The eagle is not some obscure European symbol Trump dragged into American politics. It is on the Great Seal of the United States. It appears on official documents, government buildings, military insignia, currency, and countless patriotic displays. The bald eagle became part of the Great Seal in 1782, long before Adolf Hitler and the Nazis came to power in Germany in the 1930s.
That matters because context matters.
Yes, Nazi Germany used an eagle in its own iconography. But the existence of one symbol in one historical context does not erase its older and far more obvious meaning in another. By that logic, nearly every ancient or national symbol could be treated as suspicious simply because some ugly regime later tried to use something similar.
In this case, the American meaning is not difficult to understand. A bald eagle on the White House is about as straightforward a patriotic image as it gets.
The eagerness to turn it into a Nazi reference says more about Trump’s detractors than it does about Trump.
There is also a deeper ideological problem with the comparison. Whatever one thinks of Trump’s style, his policies and rhetoric do not line up with Nazi ideology.

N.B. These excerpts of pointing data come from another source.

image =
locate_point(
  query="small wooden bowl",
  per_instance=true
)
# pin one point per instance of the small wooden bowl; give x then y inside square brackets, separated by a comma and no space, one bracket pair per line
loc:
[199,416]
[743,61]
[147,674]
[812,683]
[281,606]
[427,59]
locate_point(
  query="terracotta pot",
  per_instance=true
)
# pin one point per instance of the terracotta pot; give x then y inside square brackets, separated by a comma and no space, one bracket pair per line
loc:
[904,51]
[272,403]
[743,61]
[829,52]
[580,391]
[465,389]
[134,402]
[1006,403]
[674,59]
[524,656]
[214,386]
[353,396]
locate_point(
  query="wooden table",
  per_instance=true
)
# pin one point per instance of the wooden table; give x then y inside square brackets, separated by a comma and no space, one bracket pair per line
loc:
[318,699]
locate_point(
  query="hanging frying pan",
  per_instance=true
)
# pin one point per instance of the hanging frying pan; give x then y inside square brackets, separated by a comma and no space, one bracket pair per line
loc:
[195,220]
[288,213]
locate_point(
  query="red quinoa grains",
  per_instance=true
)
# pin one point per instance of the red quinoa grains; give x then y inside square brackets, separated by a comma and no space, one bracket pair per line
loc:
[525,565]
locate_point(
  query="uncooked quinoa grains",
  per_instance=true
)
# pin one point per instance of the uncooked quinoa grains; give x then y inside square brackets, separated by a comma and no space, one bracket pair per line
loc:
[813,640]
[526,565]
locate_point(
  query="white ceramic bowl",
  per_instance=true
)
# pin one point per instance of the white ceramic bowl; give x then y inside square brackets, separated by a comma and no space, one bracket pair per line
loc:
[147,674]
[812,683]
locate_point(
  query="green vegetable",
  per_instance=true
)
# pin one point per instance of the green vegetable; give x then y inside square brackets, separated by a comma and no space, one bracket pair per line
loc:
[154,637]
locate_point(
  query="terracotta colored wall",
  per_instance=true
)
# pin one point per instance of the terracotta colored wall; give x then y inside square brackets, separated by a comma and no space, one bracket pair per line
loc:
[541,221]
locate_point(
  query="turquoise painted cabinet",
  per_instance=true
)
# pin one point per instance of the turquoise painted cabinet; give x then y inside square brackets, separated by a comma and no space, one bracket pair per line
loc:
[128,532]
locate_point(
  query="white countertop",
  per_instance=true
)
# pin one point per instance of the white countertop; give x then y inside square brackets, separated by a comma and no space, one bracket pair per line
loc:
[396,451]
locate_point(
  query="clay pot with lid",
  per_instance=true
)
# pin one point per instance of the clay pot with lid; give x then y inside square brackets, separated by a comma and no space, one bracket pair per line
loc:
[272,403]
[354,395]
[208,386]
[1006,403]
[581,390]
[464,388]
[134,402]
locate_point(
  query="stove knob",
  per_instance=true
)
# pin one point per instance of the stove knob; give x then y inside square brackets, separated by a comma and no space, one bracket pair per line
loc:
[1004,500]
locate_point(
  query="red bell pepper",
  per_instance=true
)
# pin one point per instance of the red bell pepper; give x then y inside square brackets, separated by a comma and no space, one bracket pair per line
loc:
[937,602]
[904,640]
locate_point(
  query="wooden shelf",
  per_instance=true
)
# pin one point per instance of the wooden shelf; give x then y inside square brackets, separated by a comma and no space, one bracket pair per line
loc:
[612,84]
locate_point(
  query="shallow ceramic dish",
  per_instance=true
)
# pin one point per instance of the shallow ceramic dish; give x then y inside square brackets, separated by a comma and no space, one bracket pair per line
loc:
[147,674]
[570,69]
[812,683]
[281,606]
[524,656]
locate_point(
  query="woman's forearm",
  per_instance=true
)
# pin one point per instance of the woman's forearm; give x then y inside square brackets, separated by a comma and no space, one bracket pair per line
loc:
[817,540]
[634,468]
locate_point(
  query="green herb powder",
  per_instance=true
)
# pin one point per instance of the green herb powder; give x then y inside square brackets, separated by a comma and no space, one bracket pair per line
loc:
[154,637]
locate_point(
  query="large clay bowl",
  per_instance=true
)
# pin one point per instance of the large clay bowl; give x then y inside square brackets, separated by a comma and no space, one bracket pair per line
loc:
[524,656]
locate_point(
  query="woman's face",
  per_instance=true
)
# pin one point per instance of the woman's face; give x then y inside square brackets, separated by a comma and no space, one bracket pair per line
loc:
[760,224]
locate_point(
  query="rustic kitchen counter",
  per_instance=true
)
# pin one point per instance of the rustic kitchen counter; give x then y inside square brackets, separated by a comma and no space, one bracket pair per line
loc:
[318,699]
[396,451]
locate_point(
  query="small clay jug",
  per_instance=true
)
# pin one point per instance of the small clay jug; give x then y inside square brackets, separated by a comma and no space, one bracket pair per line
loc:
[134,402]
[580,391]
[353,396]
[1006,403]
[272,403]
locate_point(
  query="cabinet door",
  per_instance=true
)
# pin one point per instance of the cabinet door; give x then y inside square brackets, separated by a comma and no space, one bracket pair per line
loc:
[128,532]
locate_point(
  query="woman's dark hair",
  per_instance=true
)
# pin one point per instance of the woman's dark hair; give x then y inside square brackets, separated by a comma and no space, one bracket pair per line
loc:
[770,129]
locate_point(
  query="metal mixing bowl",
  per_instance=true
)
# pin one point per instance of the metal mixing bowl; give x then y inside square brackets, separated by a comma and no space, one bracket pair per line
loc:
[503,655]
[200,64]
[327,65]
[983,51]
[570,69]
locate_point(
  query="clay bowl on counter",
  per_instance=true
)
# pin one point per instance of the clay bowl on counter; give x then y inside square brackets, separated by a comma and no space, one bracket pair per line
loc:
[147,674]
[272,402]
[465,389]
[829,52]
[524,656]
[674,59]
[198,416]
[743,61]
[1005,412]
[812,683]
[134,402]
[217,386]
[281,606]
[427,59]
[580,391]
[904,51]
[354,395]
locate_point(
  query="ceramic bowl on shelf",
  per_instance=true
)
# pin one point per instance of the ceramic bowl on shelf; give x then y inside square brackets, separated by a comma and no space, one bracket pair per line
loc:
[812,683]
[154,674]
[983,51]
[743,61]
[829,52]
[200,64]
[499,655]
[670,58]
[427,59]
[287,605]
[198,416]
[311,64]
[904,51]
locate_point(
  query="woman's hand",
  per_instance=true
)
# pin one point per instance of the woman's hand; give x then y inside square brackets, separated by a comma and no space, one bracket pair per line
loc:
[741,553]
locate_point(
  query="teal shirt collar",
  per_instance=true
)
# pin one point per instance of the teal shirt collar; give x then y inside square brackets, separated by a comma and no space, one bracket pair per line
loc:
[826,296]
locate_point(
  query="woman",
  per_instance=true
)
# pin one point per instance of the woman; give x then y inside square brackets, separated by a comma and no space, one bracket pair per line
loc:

The Nazi Party, formally the National Socialist German Workers’ Party, was rooted in authoritarian state power, racial hierarchy, and the subordination of the individual to the regime.
Trump’s political language, by contrast, has often leaned heavily on American founding principles: national sovereignty, individual liberty, religious freedom, and rights that come from God rather than government.
In my new book, “We Hold These Truths: The Two Beliefs That Still Hold the Power to Transform the Nation and the World,” I argue that those ideas remain central to the American experiment. They are also the opposite of the totalitarian worldview that animated Nazi Germany and other collectivist regimes.
In those systems, rights exist only to the extent that the state allows them. The government becomes the highest moral authority. The leader becomes the source of truth. That is not the logic of the Declaration of Independence.
Trump made that contrast clear during his Fourth of July speech at Mount Rushmore in 2020.
“Our Founders launched not only a revolution in government, but a revolution in the pursuit of justice, equality, liberty, and prosperity,” he said.
He went on to point back to the Declaration of Independence, saying the founders “enshrined a divine truth that changed the world forever” when they declared that all men are created equal.
“These immortal words set in motion the unstoppable march of freedom,” Trump said. “Our Founders boldly declared that we are all endowed with the same divine rights — given to us by our Creator in Heaven. And that which God has given us, we will allow no one, ever, to take away — ever.”
That is not Nazi rhetoric. That is standard American founding language.
So critics can keep insisting that a bald eagle on the White House is really some secret Nazi message. But the claim collapses under even a basic understanding of American history.
Sometimes an eagle is just an eagle.
And in this case, it is the same eagle that has represented the United States for nearly two and a half centuries.